Every religion has a calendar of holy days it uses. Most religions overlap in their observances, as they are usually tied to planting or harvest, and various symbols that illustrate the changing of the seasons. Wicca is no different, and you will find the major holidays are close to, or overlap, with the common holiday calendar.
The Wheel of the Year is the name of the Wiccan calendar; it refers to the cycle of sacred days throughout the year, and is another foundation of the Wiccan faith. Much of this calender is tied in, and corresponds with, the phases of the moon, the equinoxes, and solstices. Activities typical to each season are also represented: planting, harvest, or the dormancy of winter, for example.
Sabbats (Major Holidays)
There are eight major holidays to the Wheel of the Year. These days correspond to the equinoxes, solstices, and sacred days -- such as the new year. Many of these holidays may correspond to the mainstream holiday calendar, which was also historically tied to the solstices and activities of the seasons. Different paths may alter the names a bit to reflect their chosen pantheon, or other symbolic meaning. The names used here are the most common. Here is the calendar:
Yule: This is the day of the winter solstice, usually around December 19-22. It is the shortest day of the year and corresponds to the return of the Sun being up longer. In ritual, this is when the goddess gives birth to the god, thus beginning the cycle of rebirth: winter turning into spring, and then summer. This holiday includes many of the commonly known "Christmas" decorations -- trees, ornaments, candles, and the Yule log.
Imbolc: This falls on February 2 and is the next sacred day, but doesn't correspond to any specific astrological events. Rather, it is the continuing celebration of the goddess giving birth to the god. Imbolc is a celebration of Her successful recovery and movement into a period of growth. These themes of new birth, growth, and fertilization make Imbolc a common time for initiations, or re-dedication to one's chosen path.
Ostara is the spring equinox,, usually falling around March 19-22. Ostara is a solar festival, oriented toward the beginning of the planting season and the coming of spring. Here, the goddess is the maiden, and the god is in the prime of his youth. They begin their courtship here; as the earth begins to bloom so does their relationship. Symbols of this holiday are eggs, flowers, or suns - anything that welcomes spring.
Beltane: Coming with the start of May, Beltane is the celebration of god's growth from youth into manhood. He is the consort of the goddess. Here, the themes of sexuality and fertility come into play. Rituals may include dancing the May Pole, or deepening your relationship with your own consort.

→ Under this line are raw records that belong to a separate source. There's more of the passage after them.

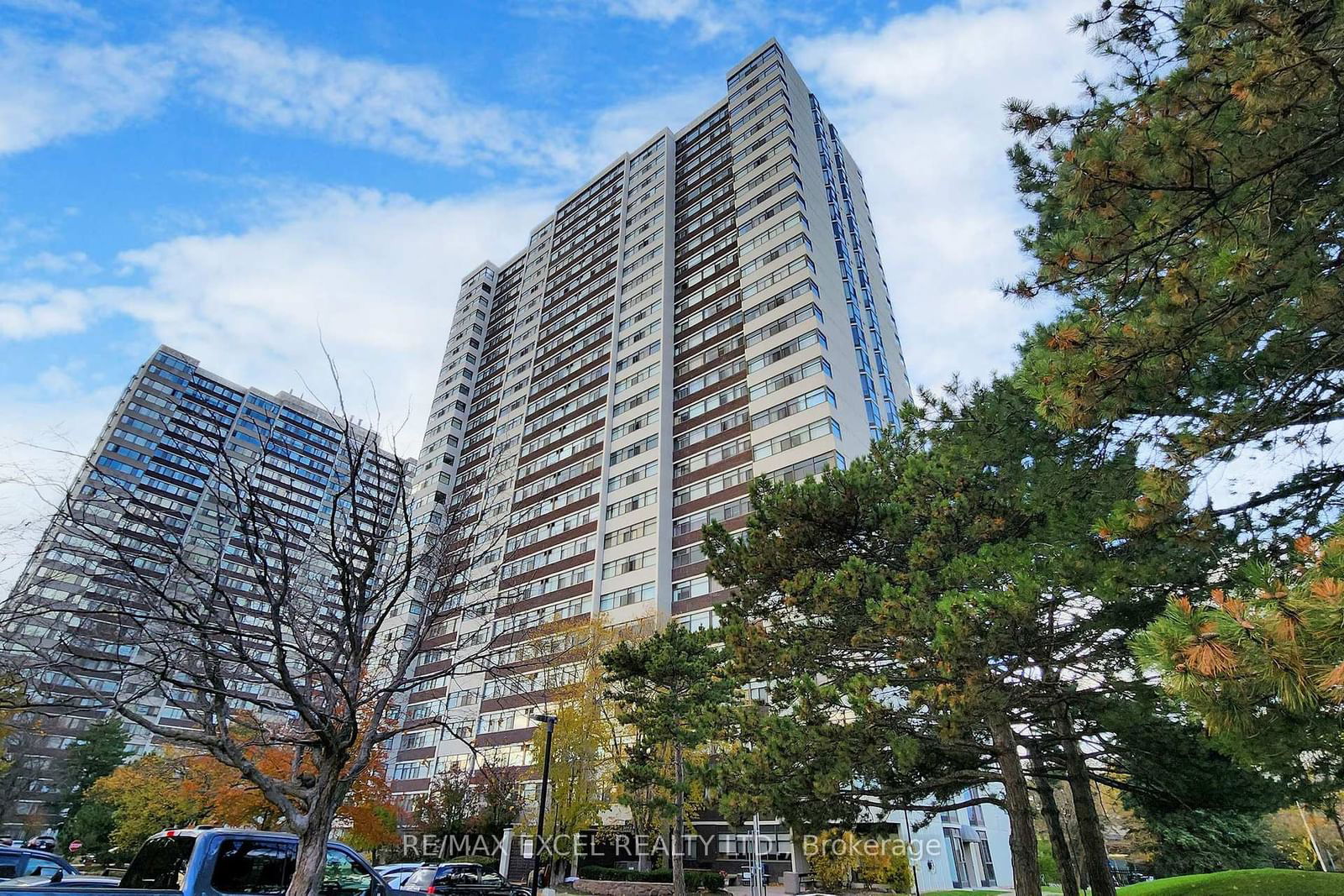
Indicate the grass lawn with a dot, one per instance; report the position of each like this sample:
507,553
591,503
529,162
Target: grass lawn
1257,882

Litha is the summer solstice, usually falling between June 19-22. The goddess is pregnant, which is reflected in the bountiful fertility of the earth; the flowers are in full bloom, and everything is in full swing. This is the longest day of the year, and is symbolically marked with fire. Weddings, partnerships, consummations are all common to this day when the power of nature is at its peak.

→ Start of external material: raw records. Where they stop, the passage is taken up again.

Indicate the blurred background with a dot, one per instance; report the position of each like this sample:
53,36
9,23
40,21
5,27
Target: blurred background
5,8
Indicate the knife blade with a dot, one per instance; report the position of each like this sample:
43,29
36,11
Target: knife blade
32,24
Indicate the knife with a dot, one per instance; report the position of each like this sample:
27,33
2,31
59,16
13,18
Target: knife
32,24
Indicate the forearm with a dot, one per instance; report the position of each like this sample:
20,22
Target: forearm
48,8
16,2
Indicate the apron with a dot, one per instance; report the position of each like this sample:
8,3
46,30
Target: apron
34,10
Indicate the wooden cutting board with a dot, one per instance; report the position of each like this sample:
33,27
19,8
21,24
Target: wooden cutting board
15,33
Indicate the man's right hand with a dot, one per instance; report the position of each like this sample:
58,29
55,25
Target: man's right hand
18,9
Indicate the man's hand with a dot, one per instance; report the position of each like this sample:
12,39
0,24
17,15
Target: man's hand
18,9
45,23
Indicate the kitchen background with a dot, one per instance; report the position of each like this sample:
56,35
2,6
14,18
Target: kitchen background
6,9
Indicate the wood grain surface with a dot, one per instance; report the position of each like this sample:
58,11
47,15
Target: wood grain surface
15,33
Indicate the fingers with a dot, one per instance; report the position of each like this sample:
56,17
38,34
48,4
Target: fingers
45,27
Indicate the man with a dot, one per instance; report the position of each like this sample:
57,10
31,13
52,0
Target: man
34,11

Lughnasad: This is the festival of the first harvest on August 1. Plant life is beginning to fade as its fruits and seed become ripe for harvest. The god, too is dying, and at the same time germinating inside the Goddess to be reborn anew as the cycle continues. Symbols of this day are symbols of the harvest season, bread, corn, cornucopias.
Mabon is the fall equinox, between September 19-22. This is the completion of the harvest season, where day and night are equal. The fruits of the harvest are celebrated, as are the seasons that have come before. Here, the god is preparing to leave his old body and be reborn to the goddess.
Esbats (Minor Holidays:
Esbats are celebrations of the full moon; there are 13 full moons per year. Esbats are days to deepen your relationship with the goddess, perform magick, or develop your practice.The full moon contains a power that is useful for strengthening your relationship to your path.
Much of this calendar follows closely with the mainstream holiday calendar we all know, as the turn of the seasons has always been noted. Many Wiccans also choose to still include holidays like Christmas in with their practice -- not for the religious aspects, but for ease in remaining integrated with family. Some also keep their holidays on the same day as mainstream holidays so that they get the same days off from work and school. Workplaces and schools can be hesitant to make allowances for Wiccan holidays, and the practitioners themselves may not be public about their religious choices. The fluid and accepting nature of the Wiccan faith understands and allows for this, as it does not require its practitioners to be tied to a dogmatic calendar system. Keeping with both calendars is really up to the practitioner and how they choose to integrate the mainstream in with their path.